17- Memories

4.2K 470 44
                                    

"Kalaupun ada serpihan sejarah nan indah. Agaknya dua wanita itu yang tergores oleh penaku."

***

Kemarin adalah sejarah. Jika benar berbunyi demikian, agaknya Davka punya satu keping peristiwa yang indah diingat. Terselip di antara lara yang selama ini ia rasa. Sepotong percakapan kecil pengakuannya dengan gadis itu kemarin sore.

Lelaki itu menangkap aroma sedap malam yang menguar. Menikmatinya cukup lama sebelum melukis senyum. Ah, sepertinya ia harus sedikit mengubah pemikiran. Nyatanya, tak hanya Rhea yang akan menjadi sejarah terindah. Namun, sosok sang bunda bahkan terlebih dahulu tercatat sebagai kenangan yang tak pernah dilupa.

Davka kembali melajukan mobilnya usai membeli bunga. Ada rasa senang yang mendorongnya untuk bertemu seseorang. Detik itu pula jikalau dapat. Lelaki itu berhenti di sebuah pemakaman umum. Keluar dari mobilnya dan merapikan kemaja yang dikenakannya.

"Anak Bunda harus ganteng, kan ya Bun?" Davka terkekeh pelan. Mengambil langkah ringan, berjalan di antara gundukan tanah di sana.

"Bun, Davka datang." Lelaki itu menghentikan langkah di sebuah pusara. Merendahkan tubuh, berjongkok di samping batu nisan bertuliskan nama sang bunda.

Davka menghela napas. Meletakkan seikat sedap malam di sana kemudian tersenyum tipis. "Davka lagi senang, Bun. Tapi sedih juga. Bunda mau dengar yang senang dulu, apa yang sedih dulu?"

Hanya suara gesekan daun terdengar. Selagi embun di rumput diam-diam meredam bunyi saat jatuh dari ujung.

"Bunda ingat nggak? Dulu Kak Devin pernah dimarahin Ayah karena ketahuan pacaran," senyum lebar terbias di raut tampan itu, "padahal pas itu Kak Devin lagi kelas sembilan." Lelaki itu terkekeh pelan.

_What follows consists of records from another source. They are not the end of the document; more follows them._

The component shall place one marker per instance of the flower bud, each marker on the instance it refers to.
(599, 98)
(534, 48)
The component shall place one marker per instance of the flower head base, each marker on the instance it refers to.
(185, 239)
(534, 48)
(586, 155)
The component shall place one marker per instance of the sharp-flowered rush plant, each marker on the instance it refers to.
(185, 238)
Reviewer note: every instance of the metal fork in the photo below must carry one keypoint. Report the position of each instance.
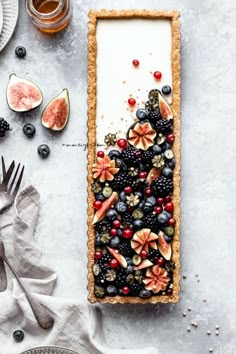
(7, 193)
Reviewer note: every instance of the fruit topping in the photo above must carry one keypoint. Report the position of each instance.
(142, 136)
(156, 279)
(4, 127)
(22, 95)
(56, 114)
(29, 130)
(43, 151)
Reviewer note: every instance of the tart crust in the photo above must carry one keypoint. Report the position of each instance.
(94, 16)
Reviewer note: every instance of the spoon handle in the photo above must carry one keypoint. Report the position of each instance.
(42, 316)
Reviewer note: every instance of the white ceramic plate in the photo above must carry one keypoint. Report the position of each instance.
(10, 15)
(49, 350)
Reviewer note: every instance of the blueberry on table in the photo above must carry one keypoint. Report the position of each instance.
(29, 130)
(20, 52)
(18, 336)
(43, 151)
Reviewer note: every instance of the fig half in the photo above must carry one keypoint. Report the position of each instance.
(23, 95)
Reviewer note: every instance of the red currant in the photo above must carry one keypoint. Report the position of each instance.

"Kata Ayah, harusnya anak sekolah fokus ke pelajaran. Nggak boleh macam-macam. Nggak boleh cinta-cintaan. Tapi Davka...." Sudut bibir lelaki itu melengkung ke atas. Kala sketsa wajah gadis itu memenuhi ruang pikirnya. Davka menggeleng. Menepis khayalnya yang kian berkelana.

"Davka kemalingan, Bun. Ada cewek nakal yang nyuri hati Davka. Kayaknya Rhea dendam karena Davka sering nyuri barang-barangnya." Lagi, lelaki itu terkekeh. Hatinya menghangat seketika. Ia dicuri, tapi tak merasa kehilangan.

"Dia ceweknya aneh, Bun. Tapi Davka suka. Udah, itu aja alasannya." Davka mengusap batu nisan sang bunda. Membersihkannya dari sisa hujan malam tadi.

"Tapi most wanted juga sih. Dan kalau Davka berharapnya nggak ketinggian, kayaknya Rhea juga tertarik sama Davka," pandangan lelaki itu berubah sendu, "gimana dong?" Davka memainkan rumput di sekitar makam itu.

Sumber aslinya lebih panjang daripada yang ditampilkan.